I would check it five or six times before leaving. Were the knobs set to off? Good. On bad days, I would leave my apartment and go back up just to check one more time.
I played this game with the door to my apartment as well and, when I had it with me in New York, my car door. Was it really locked? I’ve turned around three blocks into my walk to the subway just to go back and check what I’d already checked a dozen times.
Dating, Alcohol, and Anxiety
This played out in my dating life as well. I would be overtaken by thoughts of “Why didn’t this guy text me? Why haven’t we hung out this week? Did I say something stupid? Should I message him?”
I would re-read texts or e-mails combing for clues about what I could’ve done wrong. I could feel myself acting ridiculous. I knew other women who had the same tendencies and saw this kind of neuroses played out in TV series, so I figured it was just what single women do sometimes.
Carrie Bradshaw on ten with drunk texts.
My more rational side tried to distract myself and not worry, but it was a losing battle. I didn’t see it for the red flag that it was in my own mental health. The men certainly did. I remained single for a very, very long time.
Calling It Quits
I’ve learned the hard way that booze and my brain just do not mix. It’s not just that I’m a binge girl, though that is a huge problem. It’s that I’ve reached a point where any relapse is a game of roulette.
I can’t predict what state I will be in the next day, and I don’t just mean a hangover. That is the least of my worries.
I mean, will I be sad? Will I be hyper? Will I feel like I can’t get settled and have to take a Xanax?
Later in the week, will I suddenly cry while watching a Netflix show that isn’t even that sad? Will I skip around the malls singing and stopping for every distraction? Or maybe I will be sitting on the couch with my husband and suddenly feel like I’m having a heart attack because my anxiety has popped up to say hello.
When you drink and have mental health problems, you never know what you’ll get and that should be a frightening enough prospect to get anyone to abstain. At least that’s what I tell myself after each of the handful of times I’ve decided to drink in the last six months.

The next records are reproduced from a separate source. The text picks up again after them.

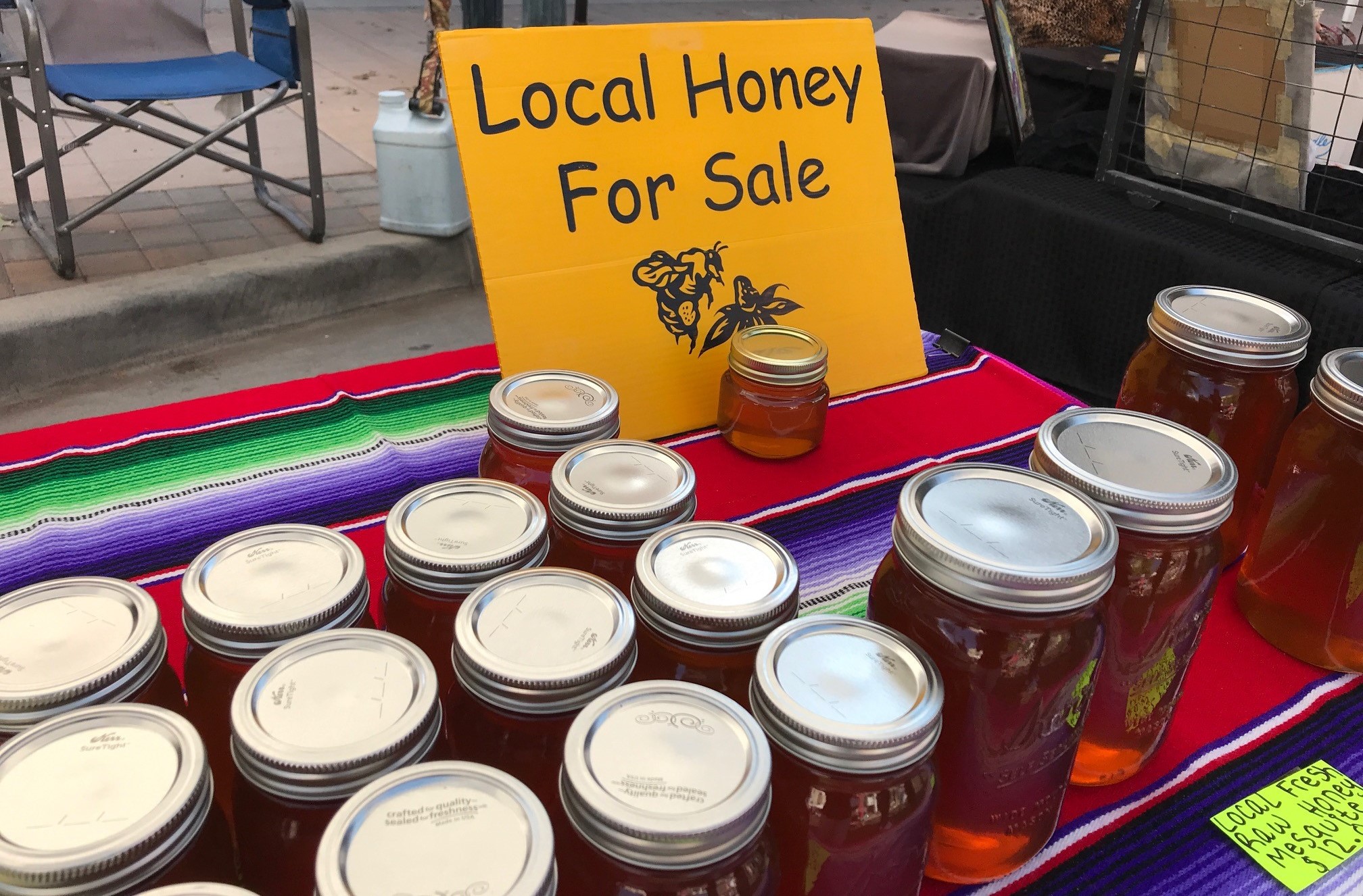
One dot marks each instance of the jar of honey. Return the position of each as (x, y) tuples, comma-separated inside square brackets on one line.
[(1302, 578), (531, 650), (667, 789), (311, 725), (1220, 363), (446, 540), (707, 595), (854, 711), (773, 399), (72, 643), (110, 801), (535, 417), (247, 595), (1168, 491), (608, 497), (448, 828), (995, 574)]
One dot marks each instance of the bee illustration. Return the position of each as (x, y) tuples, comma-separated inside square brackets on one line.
[(679, 284)]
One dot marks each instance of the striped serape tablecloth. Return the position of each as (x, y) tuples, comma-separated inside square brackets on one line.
[(138, 495)]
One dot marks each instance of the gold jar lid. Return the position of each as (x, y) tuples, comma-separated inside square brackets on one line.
[(779, 355)]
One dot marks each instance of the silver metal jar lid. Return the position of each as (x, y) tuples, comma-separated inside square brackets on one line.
[(439, 828), (71, 643), (1231, 327), (846, 695), (452, 537), (779, 355), (1149, 474), (1005, 539), (544, 641), (552, 410), (621, 489), (256, 590), (198, 888), (667, 775), (326, 714), (1339, 384), (715, 584), (100, 799)]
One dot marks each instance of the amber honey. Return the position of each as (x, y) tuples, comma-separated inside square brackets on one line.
[(854, 711), (1302, 578), (707, 595), (110, 801), (773, 399), (1222, 363), (417, 830), (446, 540), (80, 642), (608, 497), (995, 574), (312, 724), (531, 650), (667, 789), (247, 595), (533, 418), (1168, 491)]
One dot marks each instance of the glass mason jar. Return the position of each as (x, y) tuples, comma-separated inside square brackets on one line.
[(74, 643), (531, 650), (311, 725), (854, 711), (608, 497), (707, 595), (667, 790), (1302, 578), (110, 801), (1168, 491), (1220, 363), (535, 417), (244, 597), (773, 399), (453, 828), (446, 540), (995, 574)]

So why hasn’t it been enough to keep me far, far away?
Lessons From Relapse
The killer of sobriety is the illusion that once we start to feel better, our brains work again and our moods are stable. We think we are somehow cured. We’re “normal”! Hooray!
Except, that isn’t the case.
My brain is never going to be “normal” in the traditional sense. I’m always going to have to approach problems, situations, and various social settings in ways that may differ from other people (but I mean, isn’t that true for most of us anyway if you really think about it?).
I’m learning to detach myself from this desire to be “normal.” I happen to believe that plenty of perfectly abnormal people have accomplished great things in this world. Normality is not necessarily something I need to aspire to.
There will likely never be a day when I can sit down and have just one drink at dinner, and even if I did, there wouldn’t be any guarantee that I wouldn’t feel my mood shift suddenly as a result.
That’s my driving force into 2017. I’m combatting this tendency I have to say, “I’m all better now!” and drink every 4-6 weeks just so I can prove myself wrong and start again from zero.
Giving Sobriety a Real Chance
There’s a great scene in House of Cards where the character Doug Stamper is at an AA meeting and he’s talking about his job and the idea of counting.
He says, and I’m paraphrasing, that the most important number he counts is the days of his sobriety, which is 5,185. He talks about how he’s just one drink away from zero and that scares him all the time (an interesting thing to hear if you know anything about his character).
He admits that he is ruthless in his job at times, but that he is equally ruthless with is sobriety because he has to be. Then he says something that continues to stick with me, “Like everyone else in this room, I can’t control who I am, but I can control the zero. Fuck the zero.”
And therein lies my 2017 mantra. Fuck the zero.